Она прошла на кухню, жадно испила кваса из стеклянного кувшина, вернулась в зал.
– Подошёл к дедам и сказал, чтобы дали ему двести рублей; иначе, говорит, возьмёт дома ножовку по металлу, в подъездах перепилит трубы газовые и взорвёт дом!
– Ха-ха-ха-ха-ха-ха!!! И что, дали ему денег? Он не успокоится, пока не выпьет положенного!
– Не знаю. Я как услышала это от бабок, что у подъезда сидят, у меня сердце сжалось! Гена, он – реальный дурак! Он сделает! У него справка из психушки – угробит всех, и ему никто ничего не скажет!
– А ты что предлагаешь, денег ему дать на пьянство? – Геннадий покачал головой. – Не будет ничего, успокойся. Что, Бонивура не знаешь? Трепло он…
«…Кузнец, огромный бородатый гигант, с лоснящимся от пота литым загорелым телом, глядя исподлобья, крепко держал за локоть молодую бабу с серпом в руках.
– Ты чего, Парфён? А ну, пусти!
Кругом были пустые поля. Вечерело. Парфён следил за Авдотьей и, когда она приотстала от молодух, бредущих с поля, вышел из-за кустов шиповника и рывком дёрнул её к себе. Не давая опомниться женщине, кузнец вырвал из её усталых рук серп, выкинул далеко вперёд, затем большой ладонью зажал ей рот и стал гнуть бабу к земле. В глазах молодухи вспыхнул ужас. Она исхитрилась впиться зубами в руку кузнеца.
Кузнец отдёрнул укушенную ладонь.
– Ты что, Парфён! Я же мужняя! Пусти! – взмолилась женщина.

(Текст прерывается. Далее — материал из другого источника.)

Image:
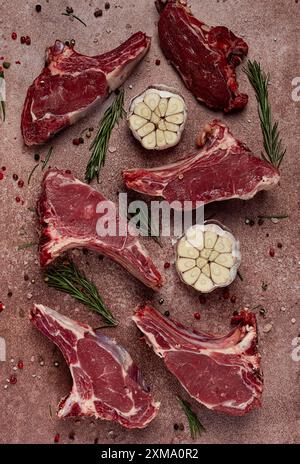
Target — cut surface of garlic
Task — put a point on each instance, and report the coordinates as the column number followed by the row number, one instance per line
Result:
column 208, row 257
column 157, row 117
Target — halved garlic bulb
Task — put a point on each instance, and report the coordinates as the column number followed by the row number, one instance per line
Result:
column 157, row 117
column 208, row 257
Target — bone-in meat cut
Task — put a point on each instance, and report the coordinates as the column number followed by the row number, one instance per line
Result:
column 74, row 215
column 106, row 382
column 71, row 84
column 222, row 169
column 205, row 57
column 220, row 372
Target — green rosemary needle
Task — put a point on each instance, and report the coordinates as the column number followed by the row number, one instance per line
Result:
column 274, row 152
column 100, row 143
column 66, row 277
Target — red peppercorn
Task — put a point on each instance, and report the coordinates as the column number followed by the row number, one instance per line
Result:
column 13, row 379
column 20, row 364
column 233, row 299
column 226, row 294
column 272, row 252
column 202, row 299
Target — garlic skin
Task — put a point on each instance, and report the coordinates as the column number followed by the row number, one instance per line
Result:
column 157, row 117
column 207, row 257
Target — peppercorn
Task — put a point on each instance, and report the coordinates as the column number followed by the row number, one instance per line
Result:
column 98, row 13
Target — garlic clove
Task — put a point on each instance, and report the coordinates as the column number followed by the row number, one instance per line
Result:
column 171, row 138
column 191, row 276
column 184, row 264
column 162, row 125
column 174, row 106
column 151, row 107
column 160, row 138
column 219, row 274
column 136, row 122
column 206, row 247
column 149, row 141
column 175, row 118
column 143, row 110
column 163, row 104
column 201, row 262
column 186, row 250
column 145, row 130
column 206, row 270
column 213, row 256
column 152, row 100
column 204, row 284
column 210, row 239
column 223, row 245
column 225, row 259
column 171, row 127
column 205, row 253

Парфён хлёстко врезал ей по лицу и толкнул в пшеницу.
– А-а-а!!! – заголосила она, потом зашептала истерично: – Не трожь! Мужу скажу! Не трожь меня, Парфён!
– Убью мужа твово, если скажешь.
Кузнец задрал подол юбок Авдотьи, обнажив тугой живот и ноги, возбудился. Спустив свои порты, он полез на молодуху. Женщина онемела от потрясения – у кузнеца естество было неимоверное.

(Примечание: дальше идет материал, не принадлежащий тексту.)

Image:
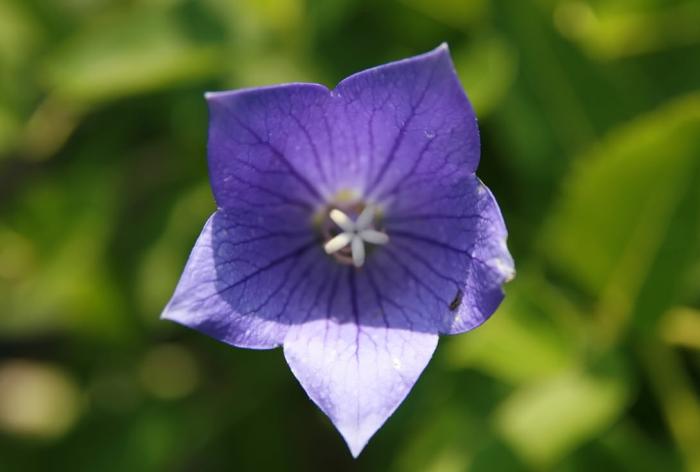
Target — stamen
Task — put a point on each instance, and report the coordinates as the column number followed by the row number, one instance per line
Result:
column 342, row 220
column 358, row 251
column 337, row 243
column 355, row 234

– Парфён, Христом Богом… Не сдюжу такого…
– Ни одной бабе не повредил – входит как по маслу. Ты попробуй его, сама ходить ко мне начнёшь.
– Накачаешь меня, ирод!
– Как бог даст.
Кузнец приступил к грубым ласкам. Авдотья уже не противилась…
– Шарман… Ля рюс мюжик. Ха-ха-ха.
Кузнец испуганно вздёрнулся.
Над ним и Авдотьей стояли три барыни. Одну он знал – баронесса Зинельс, двух других видел впервые. Но они были ослепительно красивы. Он страшно перепугался, вскочил на ноги. Его орудие туго качалось.
– О-ля-ля! – воскликнула одна из барынь. – Колосаль!
Другая, хитро улыбаясь, сказала, шепелявя, с польским акцентом:
– Матка бозка… Прелестно.
– Митридат, отпусти бабу. Она от тебя никуда не денется. Займись нами, – не стесняясь крестьянки, требовательно велела Зинельс.
Авдотья поползла в пшеницу. Барыни цинично засмеялись.
– Ложись, Натали, Митридат вынослив, как жеребец, – сказала графине Бесковой баронесса.
– Прямо так, на землю?
– В этом вся прелесть, моя дорогая.
Графиня, задрав юбки, послушно улеглась в помятую пшеницу. Кузнец вгляделся в прелести широко раздвинувшей ноги белокожей, пахнущей дурманящими духами женщины и застонал от желания.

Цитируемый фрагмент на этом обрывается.